During the first few weeks of the academic year, CIE and its counterparts at U of T Mississauga and U of T Scarborough hold events, host campus tours and organize workshops for international students, including a big welcome reception at the centre’s headquarters at Cumberland House. 

“Quite literally the world comes to the University of Toronto Cumberland front yard and that's fantastic,” says Luffman, who encourages all staff, faculty and students to attend the event on Sept. 15.

Find out more about CIE orientation events

The centre will also be taking students on tours of neighbourhoods near the downtown Toronto campus, including Kensington Market, the Annex and Chinatown, to acquaint them with the city and local shops and restaurants.

During her first year, Tian found out about one of CIE’s most unique offerings – the iConnect International Mentorship Program. Looking for an opportunity to improve her English, she signed up to be a mentee. At the time, she admits, she didn’t know what mentorship meant, but thought it might be a good way to learn the language and better understand Canadian culture.

The iConnect program now has 312 participants from all over the university – undergraduate and graduate, with mentors offering support and advice while also organizing events across the city from ice skating to an afternoon at Brickworks.

Apply to be an iConnect mentee 

Through the program, Tian was able to meet students from Canada and all over the world while getting the assistance she needed for university life – inspiring her to become a mentor in her second year.

Now in third year, she’s become an iConnect leader, in charge of selecting and working with a group of mentors and mentees.
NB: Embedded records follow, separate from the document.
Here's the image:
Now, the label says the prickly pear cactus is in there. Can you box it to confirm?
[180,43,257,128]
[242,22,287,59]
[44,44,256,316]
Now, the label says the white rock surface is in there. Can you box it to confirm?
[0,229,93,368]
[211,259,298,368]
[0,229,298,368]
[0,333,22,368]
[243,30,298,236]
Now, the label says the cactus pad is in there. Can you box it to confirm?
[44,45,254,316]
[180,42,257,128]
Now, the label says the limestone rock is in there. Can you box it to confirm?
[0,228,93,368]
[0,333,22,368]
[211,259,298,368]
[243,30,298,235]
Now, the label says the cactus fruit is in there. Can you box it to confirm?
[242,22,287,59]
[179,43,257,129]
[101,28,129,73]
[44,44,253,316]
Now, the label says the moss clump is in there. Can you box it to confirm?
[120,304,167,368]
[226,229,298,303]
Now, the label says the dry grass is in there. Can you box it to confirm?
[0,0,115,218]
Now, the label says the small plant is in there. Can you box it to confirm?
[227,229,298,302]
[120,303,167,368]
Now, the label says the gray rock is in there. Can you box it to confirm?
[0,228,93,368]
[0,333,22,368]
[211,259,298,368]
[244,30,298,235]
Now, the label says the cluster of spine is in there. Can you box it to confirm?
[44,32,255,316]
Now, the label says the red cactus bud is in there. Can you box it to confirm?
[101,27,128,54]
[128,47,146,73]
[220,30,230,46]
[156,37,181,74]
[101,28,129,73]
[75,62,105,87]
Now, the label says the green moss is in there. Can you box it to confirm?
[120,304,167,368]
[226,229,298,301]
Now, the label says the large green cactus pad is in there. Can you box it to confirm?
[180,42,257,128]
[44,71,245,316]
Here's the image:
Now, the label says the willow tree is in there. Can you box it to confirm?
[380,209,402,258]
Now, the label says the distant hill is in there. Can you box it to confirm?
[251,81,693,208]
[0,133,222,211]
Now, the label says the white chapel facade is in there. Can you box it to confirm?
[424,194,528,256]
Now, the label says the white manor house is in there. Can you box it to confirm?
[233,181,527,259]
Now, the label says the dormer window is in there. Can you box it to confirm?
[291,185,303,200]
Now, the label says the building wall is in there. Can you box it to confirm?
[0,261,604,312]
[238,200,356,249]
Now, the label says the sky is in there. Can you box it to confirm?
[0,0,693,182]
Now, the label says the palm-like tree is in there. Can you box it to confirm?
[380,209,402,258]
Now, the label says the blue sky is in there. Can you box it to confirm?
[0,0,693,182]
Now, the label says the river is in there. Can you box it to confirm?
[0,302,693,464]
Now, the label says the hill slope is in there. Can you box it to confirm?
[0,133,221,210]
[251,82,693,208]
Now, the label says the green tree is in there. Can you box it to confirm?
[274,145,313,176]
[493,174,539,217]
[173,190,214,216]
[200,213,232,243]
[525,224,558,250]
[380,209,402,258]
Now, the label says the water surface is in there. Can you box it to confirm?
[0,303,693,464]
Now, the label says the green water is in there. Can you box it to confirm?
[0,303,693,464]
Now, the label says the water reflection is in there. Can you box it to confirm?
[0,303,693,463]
This exposure to different people and cultures would be hard to find outside of CIE, says Tian.

“It's something I couldn’t learn simply from the classroom or the courses I'm taking,” she says.  

Instead of pairing mentors with students who are of similar cultural or academic backgrounds, iConnect matches students based on common interests, says the program’s co-ordinator, Asim Ashraf.

“It's a way to get international students to meet people across difference,” he says.

For domestic students like Sophie Poppe Richter, who will be graduating in November with a double major in English and Spanish and a minor in Latin American studies, participating in iConnect is a chance to experience U of T’s rich global diversity without leaving the city.

“I really think that matching people from different cultures is important, especially in a city like Toronto where it's very multicultural and very much about learning from one another and meeting people from places sometimes you've never even heard of,” says Poppe Richter, who met Tian through iConnect a year ago and still keeps in touch.   

Both domestic and international students can apply to be a mentor through iConnect, but applications are closed for this academic year.